- Não poderia fazê-lo, disse ele, pelo menos de imediato.
- Penso que teria necessidade de hábito para chegar a ver as coisas na região superior. De início,
distinguiria as sombras mais facilmente, em seguida, a imagem dos homens e dos outros seres refletidos nas
águas; mais tarde, distinguiria os próprios seres. A partir dessas experiências, poderia, durante a noite,
contemplar os corpos celestes e o próprio céu, a luz dos astros e da lua, muito mais facilmente do que o sol e
sua luz, durante o dia.
- Não poderia ser de outro modo.
- Penso que finalmente ele seria capaz de fitar o sol, não mais refletido na superfície da água, ou
sua aparência num lugar em que não se encontra, mas o próprio sol no lugar que é o seu; em suma, viria a
contemplá-lo tal como é.
- Necessariamente, disse ele.
- Após isso, raciocinando a respeito do sol,concluiria que ele produz as estações e os anos, que
governa todas as coisas que existem em lugar visível e que num certo sentido, também é a causa de tudo o
que ele e seus companheiros viam na caverna.
- É claro, disse ele, que chegaria a tal conclusão.
- Ora, não achas que, ao se lembrar de sua primeira morada, da sabedoria que lá se processa, e dos
seus antigos companheiros de prisão, ele não se rejubilaria com a mudança e lastimaria estes últimos?
- Sim, creio.
- E se eles, então, se concedessem honras e louvores entre si, se outorgassem recompensas àquele que
captasse com olhar mais vivo a passagem das sombras, que tivesse melhor memória das que costumavam vir
em primeiro lugar ou em último, ou concomitantemente, e que, por isso, fosse o mais capaz de fazer
conjecturas, a partir dessas observações, sobre o que deveria acontecer, achas que esse homem liberto
sentiria ciúmes dessas distinções e alimentaria inveja dos que, entre os prisioneiros, fossem honrados e
poderosos? Ou então, como o herói de Homero, não preferiria muito mais “ser apenas um servente de
charrua a serviço de um pobre lavrador”, e sofrer tudo no mundo a voltar a suas antigas ilusões, pensar
como pensava, a viver como vivia?
- Como tu, acho que ele preferiria sofrer tudo a viver dessa maneira.
- Supõe que este homem retornasse à caverna e se sentasse em seu antigo lugar; não teria ele os olhos
cegados pelas trevas, ao vir subitamente do pleno sol?
- Seguramente, disse ele.
- E se, para julgar essas sombras, tivesse de entrar de novo em competição com os prisioneiros que
não abandonaram as correntes, no momento em que ainda estivesse com a vista confusa e antes que se
tivessem reacostumado, não provocaria risos?

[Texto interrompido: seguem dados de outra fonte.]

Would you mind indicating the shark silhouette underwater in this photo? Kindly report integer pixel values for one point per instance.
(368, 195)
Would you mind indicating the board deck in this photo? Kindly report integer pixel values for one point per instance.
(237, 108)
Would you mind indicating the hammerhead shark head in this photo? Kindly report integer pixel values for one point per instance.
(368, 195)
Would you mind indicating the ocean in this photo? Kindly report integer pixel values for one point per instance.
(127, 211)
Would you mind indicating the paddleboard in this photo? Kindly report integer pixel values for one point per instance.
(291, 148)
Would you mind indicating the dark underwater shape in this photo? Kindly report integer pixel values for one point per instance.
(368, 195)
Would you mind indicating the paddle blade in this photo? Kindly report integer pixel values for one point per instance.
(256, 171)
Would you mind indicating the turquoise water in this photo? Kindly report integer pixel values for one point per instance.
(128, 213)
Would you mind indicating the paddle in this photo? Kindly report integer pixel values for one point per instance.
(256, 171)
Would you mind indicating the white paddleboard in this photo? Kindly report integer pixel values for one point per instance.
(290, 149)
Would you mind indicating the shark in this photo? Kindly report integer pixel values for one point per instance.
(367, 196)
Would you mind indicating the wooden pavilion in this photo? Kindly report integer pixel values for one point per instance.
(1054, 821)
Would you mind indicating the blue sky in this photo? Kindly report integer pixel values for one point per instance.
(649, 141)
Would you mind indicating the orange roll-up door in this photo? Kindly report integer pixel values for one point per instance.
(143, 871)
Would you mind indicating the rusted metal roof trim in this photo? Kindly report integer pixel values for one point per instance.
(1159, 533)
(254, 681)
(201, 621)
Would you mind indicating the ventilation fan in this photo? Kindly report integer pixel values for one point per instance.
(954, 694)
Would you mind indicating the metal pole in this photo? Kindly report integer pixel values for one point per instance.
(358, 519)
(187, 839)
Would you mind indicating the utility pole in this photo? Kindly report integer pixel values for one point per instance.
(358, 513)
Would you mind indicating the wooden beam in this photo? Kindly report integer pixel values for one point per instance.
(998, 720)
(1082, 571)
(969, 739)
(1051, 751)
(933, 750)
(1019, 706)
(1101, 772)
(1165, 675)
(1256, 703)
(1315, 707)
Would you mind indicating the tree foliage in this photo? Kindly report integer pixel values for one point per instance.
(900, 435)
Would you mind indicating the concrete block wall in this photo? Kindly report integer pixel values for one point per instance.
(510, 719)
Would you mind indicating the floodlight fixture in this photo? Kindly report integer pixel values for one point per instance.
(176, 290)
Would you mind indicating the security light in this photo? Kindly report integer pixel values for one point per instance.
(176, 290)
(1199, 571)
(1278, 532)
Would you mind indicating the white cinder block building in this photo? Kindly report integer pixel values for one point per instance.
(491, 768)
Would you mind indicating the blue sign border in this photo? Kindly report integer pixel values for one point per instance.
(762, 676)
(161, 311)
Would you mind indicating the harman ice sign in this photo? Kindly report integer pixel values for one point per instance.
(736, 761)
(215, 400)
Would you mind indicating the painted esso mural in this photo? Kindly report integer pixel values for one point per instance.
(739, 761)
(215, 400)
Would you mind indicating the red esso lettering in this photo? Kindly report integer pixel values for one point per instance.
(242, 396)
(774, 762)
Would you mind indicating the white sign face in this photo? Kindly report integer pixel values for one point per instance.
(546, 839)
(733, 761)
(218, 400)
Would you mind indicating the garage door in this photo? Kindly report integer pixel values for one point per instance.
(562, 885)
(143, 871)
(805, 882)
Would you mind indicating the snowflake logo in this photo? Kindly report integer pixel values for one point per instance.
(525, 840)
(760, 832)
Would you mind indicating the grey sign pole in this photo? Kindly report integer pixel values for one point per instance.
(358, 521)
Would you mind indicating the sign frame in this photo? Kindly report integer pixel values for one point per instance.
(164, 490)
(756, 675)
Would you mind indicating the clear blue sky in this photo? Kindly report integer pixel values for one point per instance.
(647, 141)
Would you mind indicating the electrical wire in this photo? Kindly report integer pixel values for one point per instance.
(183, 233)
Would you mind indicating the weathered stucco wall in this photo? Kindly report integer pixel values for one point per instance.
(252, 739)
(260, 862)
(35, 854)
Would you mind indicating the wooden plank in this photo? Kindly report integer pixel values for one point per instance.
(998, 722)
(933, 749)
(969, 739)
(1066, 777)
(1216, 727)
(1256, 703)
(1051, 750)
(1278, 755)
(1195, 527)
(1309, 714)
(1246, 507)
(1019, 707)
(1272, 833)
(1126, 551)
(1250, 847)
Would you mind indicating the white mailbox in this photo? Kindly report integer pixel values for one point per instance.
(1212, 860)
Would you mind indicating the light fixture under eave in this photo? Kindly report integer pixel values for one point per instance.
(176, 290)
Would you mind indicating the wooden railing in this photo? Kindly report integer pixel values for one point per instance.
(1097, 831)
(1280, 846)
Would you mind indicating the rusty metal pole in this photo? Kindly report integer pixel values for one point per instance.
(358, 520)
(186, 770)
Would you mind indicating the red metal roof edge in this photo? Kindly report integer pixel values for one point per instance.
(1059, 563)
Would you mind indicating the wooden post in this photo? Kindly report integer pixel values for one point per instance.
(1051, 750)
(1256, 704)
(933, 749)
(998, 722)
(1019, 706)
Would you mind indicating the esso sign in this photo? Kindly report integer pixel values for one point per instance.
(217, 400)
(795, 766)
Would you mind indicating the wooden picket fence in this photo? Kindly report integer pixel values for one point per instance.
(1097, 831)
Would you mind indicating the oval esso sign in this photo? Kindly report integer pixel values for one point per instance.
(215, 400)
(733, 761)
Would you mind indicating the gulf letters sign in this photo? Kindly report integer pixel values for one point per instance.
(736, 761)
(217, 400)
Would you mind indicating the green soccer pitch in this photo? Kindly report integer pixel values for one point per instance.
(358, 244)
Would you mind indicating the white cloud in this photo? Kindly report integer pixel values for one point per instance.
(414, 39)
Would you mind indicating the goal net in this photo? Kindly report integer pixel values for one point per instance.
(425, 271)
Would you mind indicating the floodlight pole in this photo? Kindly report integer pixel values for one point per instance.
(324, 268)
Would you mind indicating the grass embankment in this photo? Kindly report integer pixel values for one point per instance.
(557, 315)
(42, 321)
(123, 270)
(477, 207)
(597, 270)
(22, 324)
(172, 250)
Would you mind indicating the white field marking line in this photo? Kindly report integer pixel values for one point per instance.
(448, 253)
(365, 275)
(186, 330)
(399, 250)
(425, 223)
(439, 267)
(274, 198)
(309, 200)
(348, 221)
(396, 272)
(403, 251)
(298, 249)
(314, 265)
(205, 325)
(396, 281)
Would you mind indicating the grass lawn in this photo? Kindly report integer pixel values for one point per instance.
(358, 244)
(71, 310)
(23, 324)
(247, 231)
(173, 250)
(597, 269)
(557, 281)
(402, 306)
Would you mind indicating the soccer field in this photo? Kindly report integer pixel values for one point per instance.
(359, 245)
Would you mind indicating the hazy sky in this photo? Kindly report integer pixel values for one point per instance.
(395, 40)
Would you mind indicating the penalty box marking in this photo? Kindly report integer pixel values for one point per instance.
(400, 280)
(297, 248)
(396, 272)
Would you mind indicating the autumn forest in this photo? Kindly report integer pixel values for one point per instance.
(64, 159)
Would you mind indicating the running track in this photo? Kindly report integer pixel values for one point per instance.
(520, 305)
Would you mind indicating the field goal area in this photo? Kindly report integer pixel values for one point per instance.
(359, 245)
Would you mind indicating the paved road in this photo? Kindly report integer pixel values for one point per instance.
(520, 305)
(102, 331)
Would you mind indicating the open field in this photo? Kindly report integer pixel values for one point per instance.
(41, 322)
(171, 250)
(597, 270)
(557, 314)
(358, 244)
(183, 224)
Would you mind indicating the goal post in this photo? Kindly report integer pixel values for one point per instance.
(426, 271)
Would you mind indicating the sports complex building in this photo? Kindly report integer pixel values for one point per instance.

Não diriam eles que sua ascensão lhe causara a ruína da
vista e que, portanto, não valeria a pena tentar subir até lá? E se alguém tentasse libertá-los e conduzi-los
até o alto, não achas que se eles pudessem pegá-lo e matá-lo, não o fariam?
- Incontestavelmente, disse ele.
- Essa imagem, caro Glauco, terá de ser inteiramente aplicada ao que dissemos mais acima,
comparando o que a vista nos revela com a morada da prisão e, por outro lado, a luz do fogo que ilumina o
interior da prisão e, por outro lado, a luz do fogo que ilumina o interior da prisão com a ação do sol; em
seguida, se admitires que a ascenção para o alto e a contemplação do que lá existe representam o caminho
da alma em sua ascenção ao inteligível, não te enganarás sobre o objeto de minha esperança, visto que tens
vontade de te instruíres nesse assunto. E Deus sabe, sem dúvida, se ele é verdadeiro! Eis, em todo caso,
como a evidência disto se me apresenta: na região do cognoscível, a idéia do Bem é a que se vê por último e
a muito custo, mas que, uma vez contemplada, se apresenta ao raciocínio como sendo, em definitivo, a
causa universal de toda a retidão e de toda a beleza; no mundo visível, ela é a geradora da luz e do
soberano da luz, sendo ela própria soberana, no inteligível, dispensadora de verdade e inteligência; ao que
eu acrescentaria ser necessário vê-la se se quer agir com sabedoria tanto na vida privada quanto na pública.